Application under Section 11(6) of the Arbitration and Conciliation Act, 1996 for appointment of an arbitrator.

Remedy Sought

The applicant sought appointment of an arbitrator by the court.

Filing Reason

The applicant invoked arbitration but the respondent did not agree to the appointment, leading to the application.

Previous Decisions

The applicant had earlier invoked arbitration by letter dated 16 February 2010, to which the respondent replied on 19 March 2010 stating it would respond as per ICC Rules. These communications were suppressed in the application.

Issues

Whether the application under Section 11(6) is maintainable when the parties have agreed to an institutional arbitration procedure under ICC Rules and the applicant has not first taken recourse to that procedure.

Submissions/Arguments

Applicant: Invoked arbitration and filed application under Section 11(6) for appointment of arbitrator.

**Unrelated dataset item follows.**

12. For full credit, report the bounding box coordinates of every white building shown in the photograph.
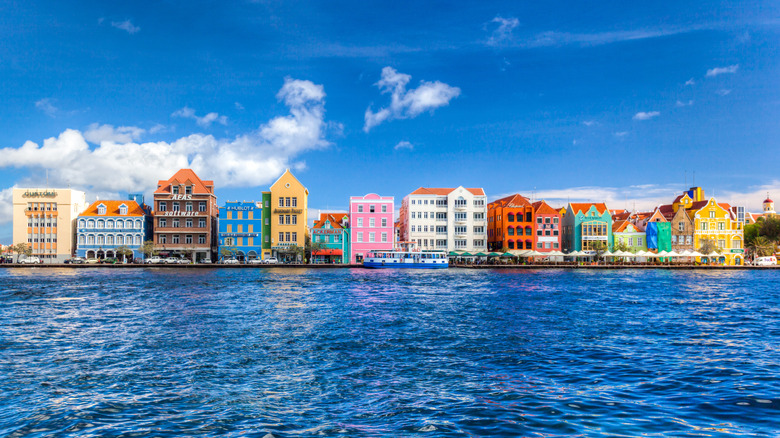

Respondent: The arbitration agreement provides for ICC Rules; the applicant must first approach the ICC; the application is premature.

Ratio Decidendi

Where parties have agreed to a procedure for appointment of an arbitrator, an application under Section 11(6) is maintainable only if a party fails to act as required under that procedure, or if the parties or arbitrators fail to reach an agreement, or if an institution fails to perform its function. The applicant must first exhaust the agreed procedure before seeking court intervention.

Judgment Excerpts

Where a procedure has been agreed upon between the parties to an arbitration agreement, recourse can be taken to the provisions of Section 11(6) only where : (a) a party fails to act as required under that procedure; or (b) the parties or the two appointed arbitrators fail to reach an agreement expected of them under that procedure; or (c) a person, including an institution, fails to perform any function entrusted to him or it under that procedure.

Procedural History

The applicant filed an arbitration application under Section 11(6) on 3 November 2011. The respondent filed an affidavit-in-reply revealing earlier correspondence. The court heard the matter and dismissed the application on 29 June 2012.